Question for Coach Mike:
“A lot of gyms have more than one coach and each may teach techniques differently. How should both coaches, and fighters, handle this? What should a fighter do when he receives conflicting information from one or more coaches? For example, in my last gym, one coach would teach the left hook by turning on the front foot. The Muay Thai coach didn’t like it because he said you’re setting yourself up for a kick to the back of the leg. Then of course there were different opinions on whether the fist should be “palm down” or “palm facing you”. And this was just on ONE punch! What are your thoughts and guidelines on this?”
“First of all I’m going to confine my answers and comments regarding having more than on boxing coach in the same gym because I have experienced this first hand and seeing myself as a head boxing coach I can speak on what I have seen and what I know to be true on this subject. First let me tell you what the experts say and think about this subject of having more than one boxing coach in the same gym and these experts are guys who have been in business and have operated gyms for a long time. Having more than one boxing coach in the gym is a bad idea and is not recommended by the guys who really know the business. A boxing coach coming from another program may have a very different approach to the sport than you do. This can lead to confusion in your boxers and may add a great deal of stress to you as the head coach and to others in the gym. By having only one boxing coach in the gym this way your boxers learn only one system-yours. I want my guys doing the things I want them to do and I don’t want other coaches, parents or fighters trying to correct my guys when I’m working with them.

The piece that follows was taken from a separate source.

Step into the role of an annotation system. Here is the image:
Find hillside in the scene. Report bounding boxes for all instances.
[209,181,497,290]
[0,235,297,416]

They need to hear one voice and be getting just one message and avoid getting any mixed messages, the same thing applies when I’m cornering a guy who is fighting. you may have three different people in the corner but there is and should be only one guy talking to that fighter in that corner-me. I trained him and got him ready for this fight and I need to make sure he is doing what we worked on and is doing the things I want him to do. Even when he’s fighting and there are a lot of other voices coming from the crowd and often instructions coming from the opponents corner my guy needs to be dialed in on my voice from the corner while he’s out there. If you are going to have an assistant boxing coach working with you it should be someone who has the same philosophy or possibly a former boxer or fighter that came up in your system and know’s your style. Former fighters you have worked with and trained often make good assistant coaches and therefore your other guys are still getting the same messages and doing things the way you want done.
Amateur boxing coaches many times pick and choose an assistant coach who absolutely knows nothing about boxing and many times they will pick a parent or someone else from the community who wants to get involved with your boxing program. By doing this you don’t get someone coming from a different boxing program chiming in confusing your boxers and going against your system because they don’t know enough to cause you stress and grief. A lot of fighters go to different gyms to spar and train with other guys while trying to get themselves ready for a fight and I see this quite a bit with MMA fighters. I know MMA guys who jump around from gym to gym to gym and some of these guys live in Las Vegas where all the big MMA gyms are located. You can have different coaches teaching different disciplines in the same gym but there should be only one boxing coach in that gym. A question came up on throwing the left hook with the thumb down or the thumb rolled up on top of the fist. Throwing the left hook with the thumb down is thrown usually on the inside which I call a short left hook thrown from the elbow in. The farther you get from your opponent you have to throw the left hook with the thumb rolled up otherwise if you try to throw a long left hook with your thumb down it just turns into a jab.
A lot of people think the left hook has to be thrown short, inside and close to your opponent but that’s not true. There is such a thing as a long left hook as long as you still throw the punch with your chin behind your shoulder. Throwing the short left hook inside with the thumb down is an old school technique because back in the day they threw it this way and if they missed you with the hook they tried to split you open with the elbow. I only know of one old school great boxing trainer and coach that taught all of his fighters to throw the long left hook and that was the late great Emanuel Steward of the Famous Kronk Gym in Detroit.”